Given a real $n \times n$ symmetric matrix $A$ and $a_{11}$ is non-zero, if you use Gaussian Elimination to reduce it to $$ \begin{pmatrix} a_{11} & a_1^T \\ 0 & A_2 \end{pmatrix} , $$ $A_2$ will be an $(n-1) \times (n-1)$ symmetric matrix.
How do you prove this?
I played around with $LA = U \to(LA)^T = U^T \rightarrow A^TL^T = U^T \to AL^T = U^T $ and so on, but I can't draw any conclusions about $A_2$.

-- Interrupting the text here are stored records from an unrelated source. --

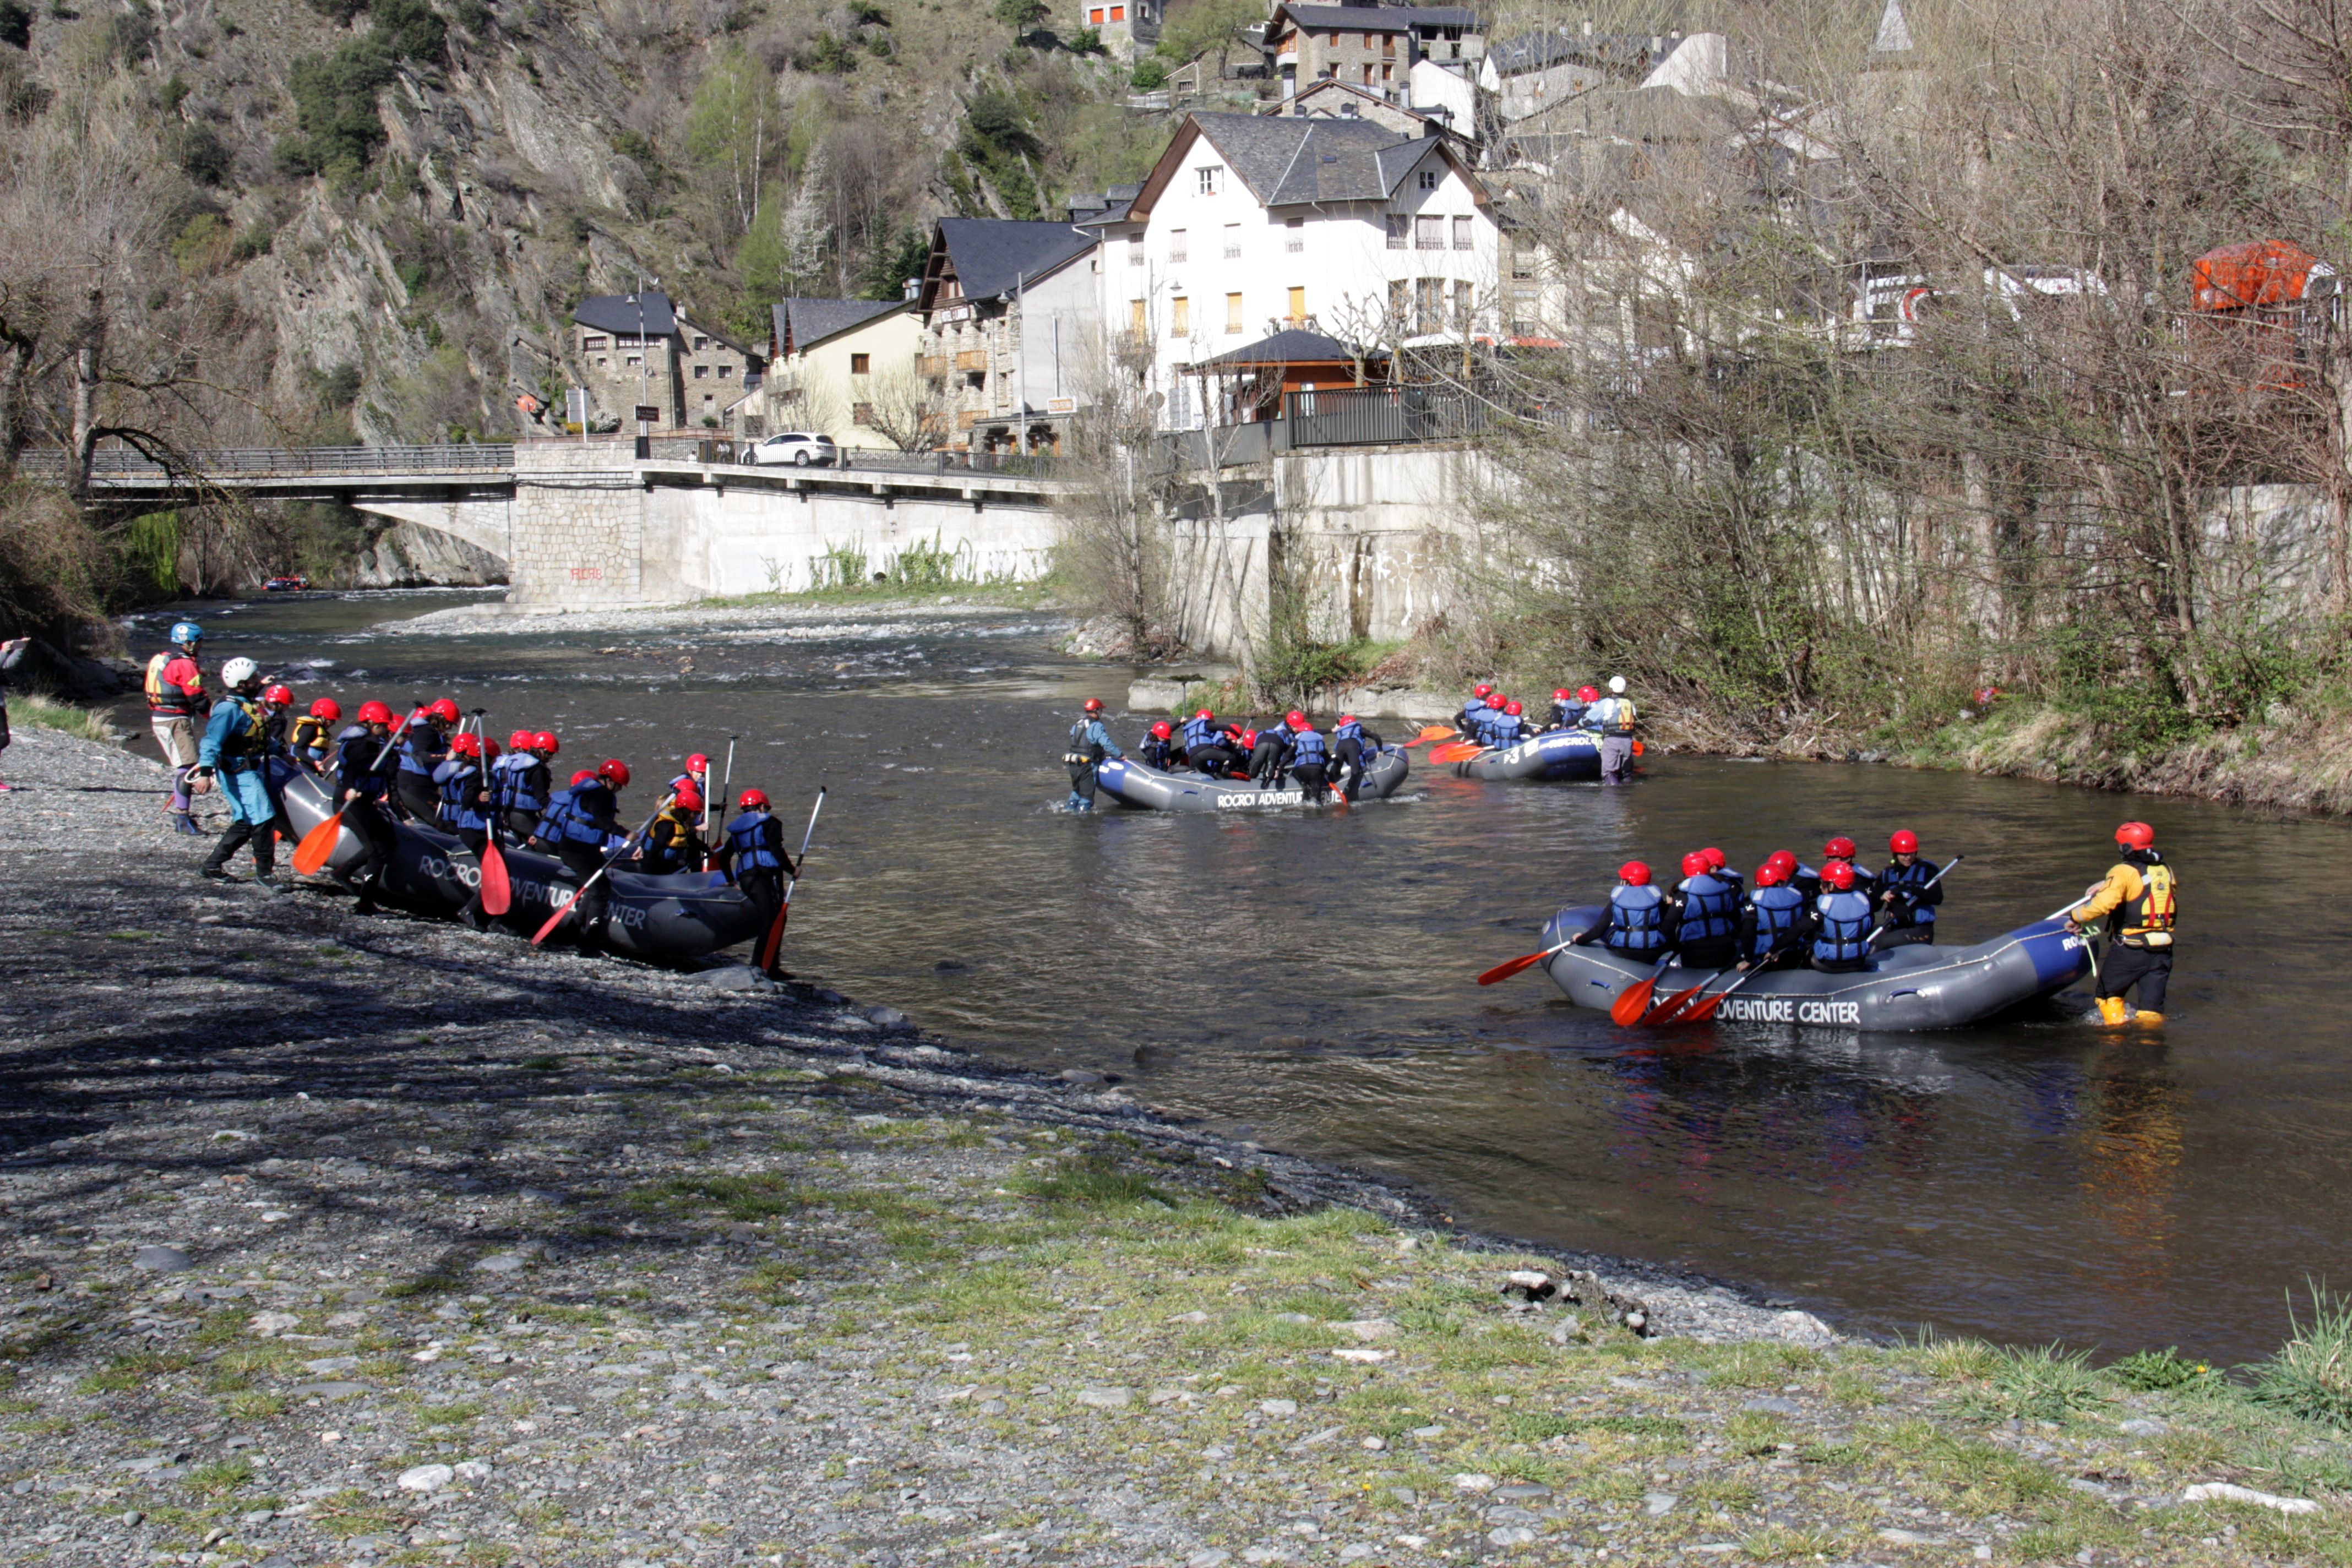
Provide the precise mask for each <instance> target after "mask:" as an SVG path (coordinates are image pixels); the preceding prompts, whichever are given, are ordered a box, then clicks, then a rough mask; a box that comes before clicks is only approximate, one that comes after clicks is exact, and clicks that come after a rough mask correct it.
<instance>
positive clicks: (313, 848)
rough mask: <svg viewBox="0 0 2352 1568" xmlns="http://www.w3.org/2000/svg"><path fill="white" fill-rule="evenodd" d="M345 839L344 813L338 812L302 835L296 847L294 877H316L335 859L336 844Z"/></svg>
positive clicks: (338, 811) (330, 816) (294, 860)
mask: <svg viewBox="0 0 2352 1568" xmlns="http://www.w3.org/2000/svg"><path fill="white" fill-rule="evenodd" d="M339 837H343V813H341V811H336V813H334V816H329V818H327V820H325V823H320V825H318V827H313V830H310V832H306V835H301V844H296V846H294V875H296V877H315V875H318V872H320V867H325V865H327V860H332V858H334V842H336V839H339Z"/></svg>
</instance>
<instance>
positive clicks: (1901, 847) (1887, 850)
mask: <svg viewBox="0 0 2352 1568" xmlns="http://www.w3.org/2000/svg"><path fill="white" fill-rule="evenodd" d="M1886 853H1889V856H1891V858H1889V860H1886V870H1884V872H1879V877H1877V884H1875V889H1872V891H1875V896H1877V900H1879V947H1907V945H1912V943H1933V940H1936V905H1940V903H1943V884H1940V882H1936V872H1938V870H1943V867H1938V865H1936V863H1933V860H1922V858H1919V835H1917V832H1912V830H1910V827H1900V830H1898V832H1896V835H1893V837H1889V839H1886ZM1929 884H1933V886H1929Z"/></svg>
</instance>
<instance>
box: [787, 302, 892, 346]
mask: <svg viewBox="0 0 2352 1568" xmlns="http://www.w3.org/2000/svg"><path fill="white" fill-rule="evenodd" d="M891 310H906V301H903V299H779V301H776V303H774V306H769V317H771V320H774V327H776V353H783V346H786V343H790V346H793V353H800V350H804V348H809V346H811V343H821V341H826V339H830V336H833V334H835V331H849V329H851V327H863V324H866V322H870V320H875V317H877V315H889V313H891Z"/></svg>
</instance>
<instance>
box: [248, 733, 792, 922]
mask: <svg viewBox="0 0 2352 1568" xmlns="http://www.w3.org/2000/svg"><path fill="white" fill-rule="evenodd" d="M285 806H287V816H289V818H292V820H294V832H296V835H303V832H310V830H313V827H318V825H320V823H325V820H327V790H325V785H320V780H318V778H313V776H310V773H303V776H299V778H294V780H289V783H287V785H285ZM501 853H503V856H506V882H508V889H510V893H513V905H510V907H508V912H506V917H503V919H501V922H499V924H503V926H510V929H517V931H539V926H541V924H543V922H546V919H548V914H553V912H555V910H557V905H564V903H572V893H574V891H576V884H574V879H572V872H567V870H564V863H562V860H557V858H555V856H541V853H536V851H529V849H503V846H501ZM358 860H360V835H355V832H353V830H350V827H343V830H341V835H336V844H334V853H332V856H329V858H327V870H329V872H336V875H339V877H341V872H348V870H350V867H353V865H358ZM480 879H482V867H480V865H475V858H473V853H468V851H466V846H463V844H461V842H459V839H456V837H454V835H447V832H442V830H437V827H421V825H416V823H395V825H393V863H390V865H388V867H383V884H381V889H379V898H383V900H386V903H395V905H400V907H402V910H416V912H419V914H456V912H459V910H463V907H466V903H468V900H470V898H473V889H475V884H480ZM604 882H609V884H612V896H609V898H607V914H609V919H607V922H604V943H607V945H609V947H614V950H616V952H626V954H633V957H640V959H699V957H703V954H710V952H717V950H722V947H734V945H736V943H748V940H750V938H755V936H762V933H764V929H767V922H764V919H762V917H760V910H757V907H755V905H753V903H750V898H746V896H743V891H741V889H736V886H734V884H731V882H727V877H724V875H722V872H677V875H673V877H644V875H637V872H623V870H619V867H616V870H612V872H607V875H604ZM548 940H557V938H548Z"/></svg>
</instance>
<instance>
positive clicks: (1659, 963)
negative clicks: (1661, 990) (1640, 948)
mask: <svg viewBox="0 0 2352 1568" xmlns="http://www.w3.org/2000/svg"><path fill="white" fill-rule="evenodd" d="M1672 961H1675V954H1665V957H1663V959H1658V966H1656V969H1653V971H1649V978H1646V980H1635V983H1632V985H1628V987H1625V990H1621V992H1618V999H1616V1001H1611V1004H1609V1023H1613V1025H1616V1027H1621V1030H1630V1027H1632V1025H1637V1023H1642V1016H1644V1013H1649V999H1651V997H1656V994H1658V976H1663V973H1665V966H1668V964H1672Z"/></svg>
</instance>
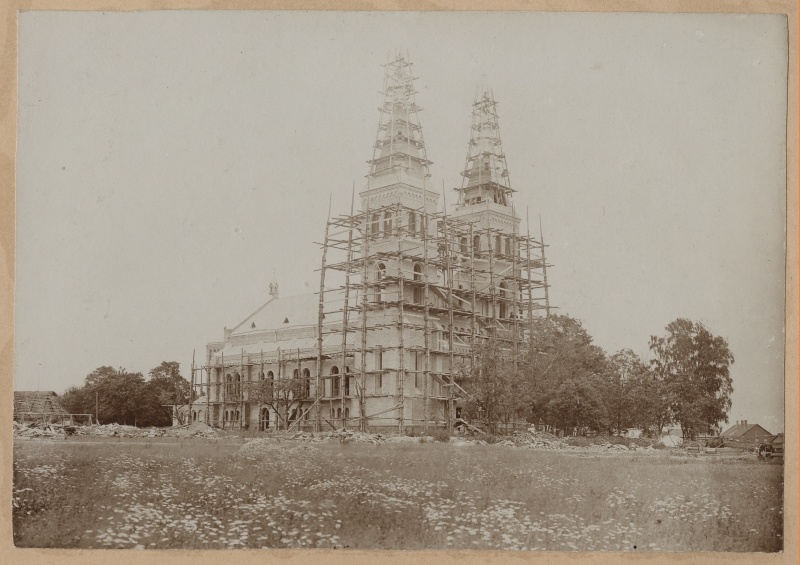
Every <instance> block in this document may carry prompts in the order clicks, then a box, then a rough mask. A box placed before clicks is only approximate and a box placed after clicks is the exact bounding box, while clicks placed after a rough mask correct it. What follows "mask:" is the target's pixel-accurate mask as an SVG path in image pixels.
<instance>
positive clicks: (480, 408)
mask: <svg viewBox="0 0 800 565" xmlns="http://www.w3.org/2000/svg"><path fill="white" fill-rule="evenodd" d="M475 349H476V350H475V364H474V366H473V368H472V372H471V374H470V377H469V378H468V379H466V380H465V381H464V389H465V390H466V391H467V392H468V393H469V394H470V396H469V398H468V400H467V404H466V406H465V416H466V417H467V418H471V419H479V420H482V421H484V422H486V423H487V425H488V426H489V428H490V430H491V431H492V432H494V431H495V429H496V425H497V423H498V422H502V423H504V424H506V425H507V424H509V423H510V422H511V421H512V420H513V419H514V418H515V417H517V416H518V415H520V414H521V413H522V411H523V409H524V405H525V404H524V400H525V396H526V395H525V394H524V393H523V392H522V389H523V388H524V387H525V383H524V381H523V379H522V378H520V375H519V374H518V373H517V371H516V369H515V368H514V363H513V360H512V359H511V355H510V353H511V352H510V351H507V350H504V349H503V348H502V347H500V345H499V343H498V341H497V340H496V339H491V340H489V341H487V342H484V343H480V344H476V346H475Z"/></svg>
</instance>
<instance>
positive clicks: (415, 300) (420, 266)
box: [414, 263, 425, 304]
mask: <svg viewBox="0 0 800 565" xmlns="http://www.w3.org/2000/svg"><path fill="white" fill-rule="evenodd" d="M414 280H415V281H422V265H420V264H419V263H414ZM424 295H425V289H424V288H423V287H421V286H419V285H414V304H422V299H423V298H424Z"/></svg>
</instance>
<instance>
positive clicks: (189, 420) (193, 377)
mask: <svg viewBox="0 0 800 565" xmlns="http://www.w3.org/2000/svg"><path fill="white" fill-rule="evenodd" d="M195 352H196V350H195V349H192V376H191V382H190V383H189V413H188V414H187V415H186V419H187V420H189V423H190V424H191V423H192V421H193V420H192V406H193V405H194V354H195Z"/></svg>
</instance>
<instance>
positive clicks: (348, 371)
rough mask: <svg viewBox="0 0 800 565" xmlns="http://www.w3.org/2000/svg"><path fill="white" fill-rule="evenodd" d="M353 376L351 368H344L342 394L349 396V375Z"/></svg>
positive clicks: (352, 373) (349, 394) (349, 381)
mask: <svg viewBox="0 0 800 565" xmlns="http://www.w3.org/2000/svg"><path fill="white" fill-rule="evenodd" d="M352 376H353V370H352V369H350V367H345V368H344V395H345V396H350V377H352Z"/></svg>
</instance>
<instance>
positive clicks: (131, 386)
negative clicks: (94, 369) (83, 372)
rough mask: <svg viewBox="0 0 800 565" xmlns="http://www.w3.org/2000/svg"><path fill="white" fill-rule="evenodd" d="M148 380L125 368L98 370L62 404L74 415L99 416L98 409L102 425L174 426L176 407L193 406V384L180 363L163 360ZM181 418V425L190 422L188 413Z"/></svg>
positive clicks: (75, 387)
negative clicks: (184, 377)
mask: <svg viewBox="0 0 800 565" xmlns="http://www.w3.org/2000/svg"><path fill="white" fill-rule="evenodd" d="M148 377H149V378H148V379H145V377H144V375H142V373H138V372H129V371H127V370H125V369H123V368H122V367H120V368H117V369H115V368H114V367H110V366H103V367H98V368H97V369H95V370H94V371H92V372H91V373H89V374H88V375H87V376H86V379H85V380H84V384H83V386H74V387H71V388H69V389H67V390H66V391H65V392H64V394H63V395H62V396H61V398H60V401H61V405H62V406H63V407H64V408H65V409H66V410H67V411H68V412H70V413H72V414H95V409H97V415H98V418H99V422H100V423H101V424H110V423H116V424H127V425H131V426H141V427H146V426H169V425H172V416H173V406H174V405H186V404H188V403H189V389H190V388H191V387H190V384H189V382H188V381H187V380H186V379H185V378H184V377H183V376H181V374H180V364H179V363H178V362H176V361H163V362H162V363H161V364H160V365H159V366H158V367H154V368H153V369H151V370H150V371H149V373H148ZM177 415H178V416H179V420H180V423H182V424H183V423H186V419H187V417H188V411H186V410H181V411H177Z"/></svg>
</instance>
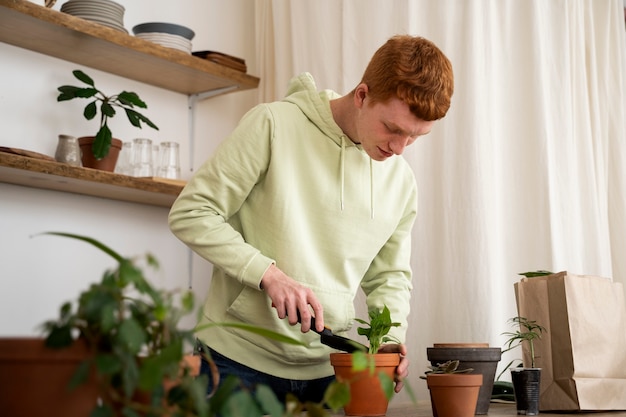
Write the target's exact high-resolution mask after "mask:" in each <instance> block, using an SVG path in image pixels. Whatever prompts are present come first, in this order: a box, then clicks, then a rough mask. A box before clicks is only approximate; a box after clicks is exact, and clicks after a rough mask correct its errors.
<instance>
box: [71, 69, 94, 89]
mask: <svg viewBox="0 0 626 417" xmlns="http://www.w3.org/2000/svg"><path fill="white" fill-rule="evenodd" d="M72 74H74V77H76V78H78V79H79V80H80V81H82V82H84V83H85V84H89V85H91V86H95V84H94V82H93V80H92V79H91V77H90V76H89V75H87V74H85V73H84V72H82V71H81V70H74V71H72Z"/></svg>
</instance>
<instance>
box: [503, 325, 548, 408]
mask: <svg viewBox="0 0 626 417" xmlns="http://www.w3.org/2000/svg"><path fill="white" fill-rule="evenodd" d="M509 322H510V323H512V325H513V326H515V327H517V330H516V331H514V332H506V333H503V335H505V336H508V339H507V342H506V343H505V346H506V349H505V350H503V352H508V351H509V350H511V349H514V348H516V347H518V346H521V345H522V344H523V343H524V342H526V343H527V344H528V351H529V357H530V367H523V366H521V367H517V368H511V381H512V384H513V392H514V396H515V403H516V404H517V413H518V414H525V415H532V416H534V415H537V414H539V389H540V382H541V368H537V367H536V364H535V344H534V342H535V340H537V339H540V338H541V335H542V333H543V332H544V331H545V328H544V327H543V326H541V325H540V324H538V323H537V322H536V321H534V320H529V319H527V318H525V317H520V316H517V317H513V318H511V319H509ZM513 362H514V361H512V362H511V363H509V365H508V366H507V368H508V367H509V366H510V365H511V364H512V363H513ZM505 369H506V368H505ZM503 372H504V371H503Z"/></svg>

After the first step of the LU factorization, we have $$ L_1^{-1}A:= \begin{bmatrix} 1 & 0 \\ -l_{21} & I \end{bmatrix} \begin{bmatrix} a_{11} & a_{12}^T \\ a_{12} & A_{22} \end{bmatrix} = \begin{bmatrix} a_{11} & a_{12}^T \\ 0 & -l_{21}a_{12}^T+A_{22} \end{bmatrix} $$ with $l_{21}:=a_{12}/a_{11}$, which is clearly symmetric because both $A_{22}$ and $l_{21}a_{12}^T=a_{12}a_{12}^T/a_{11}$ are symmetric.